On considère généralement les accords comme à la base de l’harmonie. Quelques mots à ce sujet.
Constatons d’abord que peu importe le style harmonique, chaque intervalle produit une couleur acoustique particulière. Ces couleurs particulières influencent fortement le caractère harmonique. Ainsi, un accord en quintes sonnera toujours plus ouvert et plus aéré qu’un cluster de secondes mineures.
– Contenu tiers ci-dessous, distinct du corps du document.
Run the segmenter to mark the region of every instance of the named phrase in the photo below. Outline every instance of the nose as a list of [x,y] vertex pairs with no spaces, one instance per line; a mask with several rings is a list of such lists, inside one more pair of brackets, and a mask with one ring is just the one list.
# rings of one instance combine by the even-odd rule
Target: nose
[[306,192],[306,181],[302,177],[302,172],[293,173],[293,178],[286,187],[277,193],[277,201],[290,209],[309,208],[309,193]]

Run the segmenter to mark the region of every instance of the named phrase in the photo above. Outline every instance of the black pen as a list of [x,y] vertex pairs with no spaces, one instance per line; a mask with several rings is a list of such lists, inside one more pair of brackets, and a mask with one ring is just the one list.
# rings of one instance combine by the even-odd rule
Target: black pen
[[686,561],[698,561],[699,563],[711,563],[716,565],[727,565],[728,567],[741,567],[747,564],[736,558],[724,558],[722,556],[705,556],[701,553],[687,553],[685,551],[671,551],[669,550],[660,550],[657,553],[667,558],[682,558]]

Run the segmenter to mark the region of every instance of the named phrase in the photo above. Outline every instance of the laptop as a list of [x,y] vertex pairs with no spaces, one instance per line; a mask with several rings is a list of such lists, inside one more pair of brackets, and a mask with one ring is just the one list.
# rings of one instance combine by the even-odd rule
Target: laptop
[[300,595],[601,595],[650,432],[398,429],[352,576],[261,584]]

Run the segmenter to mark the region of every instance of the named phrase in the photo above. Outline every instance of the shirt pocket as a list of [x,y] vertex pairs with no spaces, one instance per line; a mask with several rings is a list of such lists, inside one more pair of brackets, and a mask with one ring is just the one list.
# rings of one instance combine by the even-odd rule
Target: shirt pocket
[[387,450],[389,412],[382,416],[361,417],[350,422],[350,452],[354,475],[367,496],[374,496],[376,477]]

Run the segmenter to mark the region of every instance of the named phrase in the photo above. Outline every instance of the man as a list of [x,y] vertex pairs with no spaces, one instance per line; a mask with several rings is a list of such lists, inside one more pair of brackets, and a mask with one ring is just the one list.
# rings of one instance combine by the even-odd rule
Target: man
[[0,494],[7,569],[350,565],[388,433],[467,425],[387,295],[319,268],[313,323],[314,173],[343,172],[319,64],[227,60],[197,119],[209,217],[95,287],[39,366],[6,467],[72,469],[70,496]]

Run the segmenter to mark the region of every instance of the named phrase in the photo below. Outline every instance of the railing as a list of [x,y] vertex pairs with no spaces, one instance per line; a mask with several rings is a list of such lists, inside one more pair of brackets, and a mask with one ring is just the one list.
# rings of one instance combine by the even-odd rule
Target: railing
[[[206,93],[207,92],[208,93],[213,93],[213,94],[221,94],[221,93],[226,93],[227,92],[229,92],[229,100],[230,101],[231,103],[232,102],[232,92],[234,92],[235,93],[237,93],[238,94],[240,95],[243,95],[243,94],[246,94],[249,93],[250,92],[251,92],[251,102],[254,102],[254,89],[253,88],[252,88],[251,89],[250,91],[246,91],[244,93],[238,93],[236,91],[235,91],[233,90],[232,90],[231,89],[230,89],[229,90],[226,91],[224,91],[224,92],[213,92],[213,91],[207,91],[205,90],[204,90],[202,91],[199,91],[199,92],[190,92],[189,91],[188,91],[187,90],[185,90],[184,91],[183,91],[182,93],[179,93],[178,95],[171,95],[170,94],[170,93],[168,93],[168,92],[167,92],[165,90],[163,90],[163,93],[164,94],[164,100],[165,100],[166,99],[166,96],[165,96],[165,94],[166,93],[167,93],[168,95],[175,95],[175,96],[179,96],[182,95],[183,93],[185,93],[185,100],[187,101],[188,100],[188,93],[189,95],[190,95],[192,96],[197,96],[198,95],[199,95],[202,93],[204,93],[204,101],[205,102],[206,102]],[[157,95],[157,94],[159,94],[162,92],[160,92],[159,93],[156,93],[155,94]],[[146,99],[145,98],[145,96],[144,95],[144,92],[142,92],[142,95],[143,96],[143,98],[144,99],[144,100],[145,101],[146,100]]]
Peu importe le style, la classification traditionnelle des intervalles - dissonances fortes ou moyennes, consonances riches ou ouvertes - demeure pertinente, simplement parce qu’elle est audible.
Second point : en situation d’unité de timbres – donc, dans un plan sonore unique - si un accord contient plusieurs intervalles, de nombreuses relations intervalliques apparaissent, certaines plus importantes que d’autres. Voici quelques indices permettant d’identifier les perceptions intervalliques dominantes :
Plus les notes d’un intervalle sont éloignées et plus il y a de notes qui les séparent, moins le caractère de l’intervalle s’impose.
Remarquons comment le frottement entre le sol et le fa dièse s’atténue à mesure que les deux notes s’éloignent.
Si on place de façon contiguë un intervalle qui se répète dans l’accord, cet intervalle acquiert de l’importance.
Même si les deux accords contiennent deux quartes justes et une tierce mineure, la sonorité des quartes s’affirme davantage dans le premier accord.
Plus il y a d’intervalles différents - surtout s’ils se voisinent - plus les intervalles compétitionnent entre eux et plus le caractère de l’accord se complexifie. (Une trop grande variété d’intervalles, fréquente en musique sérielle douteuse, rend la sonorité grisâtre.)
Finalement, comme le souligne Persichetti, la multiplication des secondes mineures crée un effet de « coagulation » : les nombreuses dissonances dures compétitionnent pour attirer l’attention de l’auditeur, ce qui rend la direction confuse.